Saturday 23 June 2012

Ancestral sculpture in an ancient shrine

Within houses of the nobility in Surakarta, the layout of the house follows a strict plan. The front is denoted by a pendapa of a joglo (sometimes also a limasan) roof form, followed by a kampung-styled peringgitan which is the semi-formal area where wayang puppetry performances are played where the term "ringgit" is the high Javanese word for wayang or shadow puppet, and finally the omah jero or dalem which is either another joglo or limasan roofed building.

In this last building which is usually fully enclosed by walls, it is usually broken up into three bays, a central bay known as the senthong tengah, the left bay known as the senthong kiwo and the right bay known as the senthong tengen. Both kiwo and tengen bays are used as bedrooms or storage areas for pusaka or agricultural produce; and the centre bay is a sacred space denoted as a shrine of sorts in the kejawen (Javanese philosophical thought) belief which usually houses a wooden structure not dissimilar to a canopied bed known as a pasren or krobongan.


The interior of the dalem

The pasren is where homage is paid to Sri, the goddess of rice, fertility and who brings livelihood and good fortune. And in the dalems of the nobility in Surakarta (as opposed to the Yogyakarta where all and sundry are permitted to display such statues), there are two highly significant wooden statues or figurines, known as loro blonyo, set before the pasren or krobongan in a halus kneeling/sitting position (in Yogyakarta these statues can be made from either wood or terracotta and be sitting or standing).
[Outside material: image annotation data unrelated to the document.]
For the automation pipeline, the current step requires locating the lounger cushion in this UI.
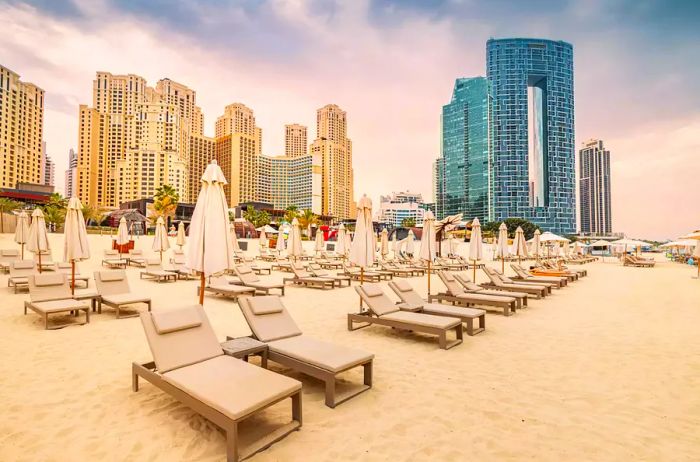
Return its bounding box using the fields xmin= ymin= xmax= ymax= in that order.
xmin=99 ymin=271 xmax=126 ymax=282
xmin=151 ymin=308 xmax=202 ymax=334
xmin=163 ymin=355 xmax=301 ymax=420
xmin=268 ymin=335 xmax=374 ymax=373
xmin=381 ymin=311 xmax=462 ymax=329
The pair of Sri and Sadana sitting before the krobongan at the nDalem Brotodiningratan

Etymology of the term, loro blonyo: Loro means two and Blonyo means rubbed with lulur (luluran) with a yellow powder paste. The male figure is symbolic of Wisnu and known as Raden or Batara Sadana and the female figure is Dewi Sri who is conceived of as living in heaven (kahyangan) but descends from time to time to the pasren.
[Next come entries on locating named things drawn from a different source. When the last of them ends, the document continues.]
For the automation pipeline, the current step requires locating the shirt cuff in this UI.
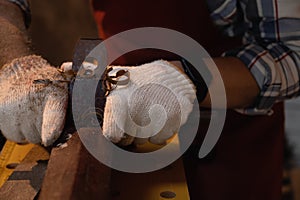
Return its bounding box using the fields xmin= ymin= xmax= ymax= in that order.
xmin=223 ymin=42 xmax=300 ymax=115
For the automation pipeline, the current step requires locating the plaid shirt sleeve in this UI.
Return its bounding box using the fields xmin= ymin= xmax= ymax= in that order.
xmin=8 ymin=0 xmax=31 ymax=28
xmin=208 ymin=0 xmax=300 ymax=115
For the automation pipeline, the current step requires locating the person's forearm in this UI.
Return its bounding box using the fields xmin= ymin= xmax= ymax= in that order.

The dalem where the pasren is situated may be ornamented with ancestral portraits and often contains a plancan which is for for pikes or lances (tombak), pennants and payung (song-song) of state.

The centrality of the pasren or krobongan in the Javanese house is fully reflected in the keraton. Behrend writes that this is in the Dalem Prabasuyasa which is the ritual heart of the palace complex, although the Susuhunan (ruler) did not live there, it housed the pusaka, the krobongan structure (described in Dutch as the state bed or Staatsiebed) and the loro blonyo statues representing Sri and Sadana; the eternal flame of Ki Agung Sela; the sekar wijaya kusuma, which would bloom as long as the king possessed the wahyu, the regalia (ampilan dalem; heirloom weapons, ornamental betel sets and standards carried behind the ruler) and the symbols of state, the upacara (in Surakarta, right figures cast in precious metals and embellished with rare stones and gems, ie. a cock, a crowned naga, a goose, a roe deer, a garuda, two elephants and a bull).
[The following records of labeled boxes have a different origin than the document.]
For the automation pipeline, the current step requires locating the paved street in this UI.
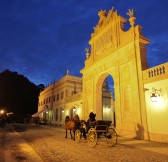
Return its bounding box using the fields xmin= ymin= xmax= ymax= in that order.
xmin=0 ymin=124 xmax=168 ymax=162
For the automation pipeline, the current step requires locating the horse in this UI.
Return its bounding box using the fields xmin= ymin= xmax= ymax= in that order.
xmin=65 ymin=115 xmax=80 ymax=140
xmin=86 ymin=112 xmax=96 ymax=132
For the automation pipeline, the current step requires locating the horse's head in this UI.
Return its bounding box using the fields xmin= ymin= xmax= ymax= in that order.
xmin=73 ymin=114 xmax=80 ymax=121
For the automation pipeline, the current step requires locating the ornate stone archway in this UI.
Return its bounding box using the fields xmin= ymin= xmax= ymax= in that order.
xmin=81 ymin=8 xmax=150 ymax=138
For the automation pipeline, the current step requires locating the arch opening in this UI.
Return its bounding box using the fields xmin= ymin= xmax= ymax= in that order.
xmin=102 ymin=75 xmax=116 ymax=126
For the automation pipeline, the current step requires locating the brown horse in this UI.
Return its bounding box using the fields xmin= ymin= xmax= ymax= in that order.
xmin=65 ymin=115 xmax=79 ymax=140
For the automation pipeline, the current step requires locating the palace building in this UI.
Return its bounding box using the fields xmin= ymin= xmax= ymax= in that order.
xmin=33 ymin=8 xmax=168 ymax=142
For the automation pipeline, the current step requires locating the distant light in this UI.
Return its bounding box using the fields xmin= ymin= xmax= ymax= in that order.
xmin=0 ymin=110 xmax=5 ymax=114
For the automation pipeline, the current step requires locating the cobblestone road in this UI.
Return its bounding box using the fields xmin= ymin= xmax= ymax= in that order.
xmin=0 ymin=124 xmax=168 ymax=162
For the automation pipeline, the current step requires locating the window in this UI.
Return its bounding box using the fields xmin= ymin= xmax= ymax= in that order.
xmin=57 ymin=94 xmax=59 ymax=101
xmin=53 ymin=95 xmax=55 ymax=102
xmin=61 ymin=92 xmax=64 ymax=99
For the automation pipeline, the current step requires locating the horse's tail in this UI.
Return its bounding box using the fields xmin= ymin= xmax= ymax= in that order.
xmin=65 ymin=120 xmax=75 ymax=129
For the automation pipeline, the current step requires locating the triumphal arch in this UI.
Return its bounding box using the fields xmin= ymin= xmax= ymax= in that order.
xmin=80 ymin=8 xmax=150 ymax=139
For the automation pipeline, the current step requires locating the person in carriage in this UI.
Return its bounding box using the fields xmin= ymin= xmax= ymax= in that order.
xmin=86 ymin=112 xmax=96 ymax=132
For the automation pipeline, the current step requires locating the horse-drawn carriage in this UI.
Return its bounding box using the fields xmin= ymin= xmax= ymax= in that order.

Modern replicas in fibreglass on display at the Keraton Museum

Throughout the relatively brief history of the Surakarta Keraton or the Kasunanan, the various symbols and furnishings of the nobility have been lost through private sale and from the property (warisan) being divided as an inheritance amongst the descendents and these included the extremely rare statues of Sri and Sadana.

Only a single pair currently exists in-situ within a royal dalem in the Baluwarti (walled enclosed area of the palace) in Surakarta and all other known pairs are dispersed in private collections mostly within Indonesia.

Two pairs of the most significant and beautiful loro blonyo were owned by KRT (as he was then) Hardjonagoro and now after his passing in 2008, they have passed on to his heirs and then onward to his nephews. These were published examples which were exhibited in various museums in the USA and the Netherlands as part of the Court Arts of Indonesia exhibition organised by the Asia Society Galleries in New York back in the early 1990s.

And without the standard sample as a pakem, for contemporaneous artisians who make new loro blonyo; these are mostly ornamental figurines that do not accurately portray the intrinsic qualities and characteristics of genuine figurines.